Data protection has traditionally involved an on-prem storage vault, but as data protection solutions evolve, this requirement is becoming increasingly optional. On-prem storage vaults exist because if you do away with them, you eliminate cost and complexity while creating risk. Understanding how "cloud-first" data protection works is important to making informed decisions.
Why On-prem Vaults Exist
To understand the purpose of on-prem data protection vaults, we must first understand the common “3-2-1” industry data protection catechism. This refers to maintaining three copies of one's data, on two different mediums, with one copy being offsite. This rule is generally considered to be the industry-standard approach to backups.
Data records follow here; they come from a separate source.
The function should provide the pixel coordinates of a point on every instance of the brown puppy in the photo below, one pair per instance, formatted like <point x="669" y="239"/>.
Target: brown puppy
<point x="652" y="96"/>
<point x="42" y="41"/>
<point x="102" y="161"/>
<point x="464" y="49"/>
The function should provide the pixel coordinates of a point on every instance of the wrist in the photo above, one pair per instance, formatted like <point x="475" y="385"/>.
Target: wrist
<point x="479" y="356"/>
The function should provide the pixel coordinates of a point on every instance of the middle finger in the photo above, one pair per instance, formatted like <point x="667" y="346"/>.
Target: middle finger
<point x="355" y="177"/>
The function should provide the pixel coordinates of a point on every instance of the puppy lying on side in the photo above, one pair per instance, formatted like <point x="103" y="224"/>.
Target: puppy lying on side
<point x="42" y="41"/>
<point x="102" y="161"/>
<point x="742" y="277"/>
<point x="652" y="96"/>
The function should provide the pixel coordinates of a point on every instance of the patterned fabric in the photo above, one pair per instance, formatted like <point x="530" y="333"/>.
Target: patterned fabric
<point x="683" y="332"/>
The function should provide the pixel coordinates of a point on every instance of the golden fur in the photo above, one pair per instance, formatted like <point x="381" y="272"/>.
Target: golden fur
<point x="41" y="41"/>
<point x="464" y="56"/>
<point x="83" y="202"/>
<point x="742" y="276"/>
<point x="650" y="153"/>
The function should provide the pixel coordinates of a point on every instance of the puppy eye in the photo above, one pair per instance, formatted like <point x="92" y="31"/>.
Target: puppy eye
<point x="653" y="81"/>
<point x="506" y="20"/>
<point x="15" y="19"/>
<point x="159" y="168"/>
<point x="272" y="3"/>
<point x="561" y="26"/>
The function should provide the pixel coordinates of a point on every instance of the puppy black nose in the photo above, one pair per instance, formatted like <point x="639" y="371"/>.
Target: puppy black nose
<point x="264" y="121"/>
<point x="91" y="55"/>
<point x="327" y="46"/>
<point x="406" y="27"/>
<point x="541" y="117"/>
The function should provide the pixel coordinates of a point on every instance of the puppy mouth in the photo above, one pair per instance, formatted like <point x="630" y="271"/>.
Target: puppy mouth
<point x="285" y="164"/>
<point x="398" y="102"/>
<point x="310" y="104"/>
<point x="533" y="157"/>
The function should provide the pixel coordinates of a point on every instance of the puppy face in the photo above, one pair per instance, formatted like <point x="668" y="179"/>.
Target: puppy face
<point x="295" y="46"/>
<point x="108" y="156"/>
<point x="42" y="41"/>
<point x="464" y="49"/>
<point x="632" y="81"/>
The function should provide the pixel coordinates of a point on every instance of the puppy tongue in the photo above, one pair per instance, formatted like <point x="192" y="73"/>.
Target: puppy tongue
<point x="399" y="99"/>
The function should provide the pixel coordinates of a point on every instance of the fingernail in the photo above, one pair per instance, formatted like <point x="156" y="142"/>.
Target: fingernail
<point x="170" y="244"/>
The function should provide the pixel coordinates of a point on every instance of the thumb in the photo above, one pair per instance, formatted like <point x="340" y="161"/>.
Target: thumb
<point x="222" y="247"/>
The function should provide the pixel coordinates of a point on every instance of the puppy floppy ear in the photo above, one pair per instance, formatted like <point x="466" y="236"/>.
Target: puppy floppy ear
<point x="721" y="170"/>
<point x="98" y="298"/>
The three copies of one's data typically refer to the production copy, a copy in an on-prem data protection vault, and the offsite copy. The offsite copy is increasingly in the cloud, which makes the "at least two mediums" something that’s in the eye of the beholder.
Traditionally, the two mediums in question would be disk and tape. Whether or not the copy in the cloud is considered another medium depends on whether or not one wishes to examine why the "two mediums" clause exists or not.
Strictly speaking, one can have the production copy, the on-prem vault, and the cloud copy all running on disk. The point of the two mediums, however, is not the hope that a magical elf will one day make all disks stop working at the same time. Instead, the point of two mediums is that putting data on tape meant that if malware got into your network and ruined both your production copy and your on-prem vault, the tapes were physically disconnected and couldn't be affected. Depending on how your cloud data protection is set up, it can serve the same "air-gapped" purpose.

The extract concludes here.